I need to find a balance. I need to learn that not everything needs to be done at that instant or I think our relationship will continue to go downhill. I feel like I am turning into my grandpa. He is busy all day doing stuff inside and outside the house, and my grandma gets upset with him sometimes because he feels he needs to do all this stuff. He doesn't really like to go anywhere or take time away from the house because of this. At the same time I wonder why I have to change. Why can't he just learn to enjoy doing things around the house with me instead of complaining about me doing it? It is frustrating. Marriage can be frustrating. It is so rewarding, but hard sometimes. I know we have the love to make it through... it just sucks to be butting heads all the time lately, especially when we don't see each other all that often.


More marriages might survive if the partners realized that sometimes the better comes after the worse. ~Doug Larson

Monday, July 6, 2009

Might as well face it, I'm addicted....


to food.

I am. That is what makes weight loss so hard. It is an addiction. Like cigarettes or alcoholism. I quit smoking, but I've yet to really quit over eating. It is so hard! You need food to live. It isn't like cigarettes that you can give up on and don't need to use it ever again. But the feeling I get when I want a particular something to eat is the same knaw at you feeling that I would get when I needed a nicotine fix. I need to take control of my appetite. Own it, not let it own me. The photo above is of me about 4 years ago. I thought I was so fat then, but now it is my first goal. About 30 pounds away from where I am now. I've lost right near 15 since when I first moved to Iowa... but I don't feel any smaller. I think it is because I am so big. So, I'm going to work really hard. I'm going to get healthy.
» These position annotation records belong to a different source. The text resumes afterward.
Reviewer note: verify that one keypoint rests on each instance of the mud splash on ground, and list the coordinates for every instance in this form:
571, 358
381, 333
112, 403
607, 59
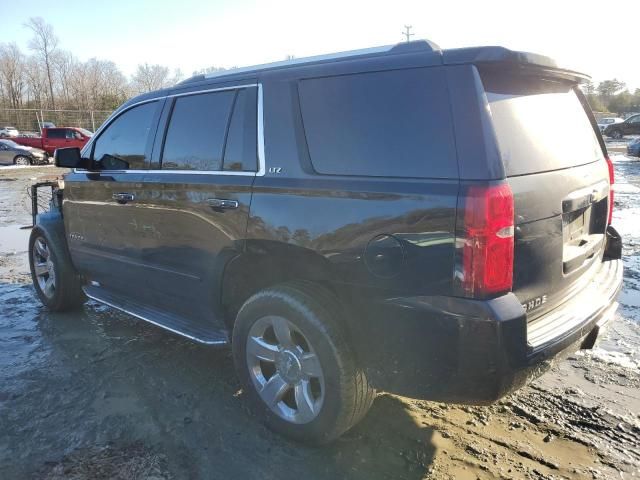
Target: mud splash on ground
98, 394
No more embarassment because of the way I look. Pride, love for myself. That is what I want. It will be a long time coming, but I know I can do it. Having this house is great motivation. There are so many things to be done. Gardening, mowing, cleaning... tons of things to do. I am staying to busy.... that is when I don't even have time to think about food. As soon as I sit down and relax the feeling naws at me again. Eats away at me. I know I'm not hungry. I'm just bored and want something to do. I can't be happy just sitting, I need to be putting something in my mouth. How do I get over that? How do I find the strength. These are the questions that are yet to be answered.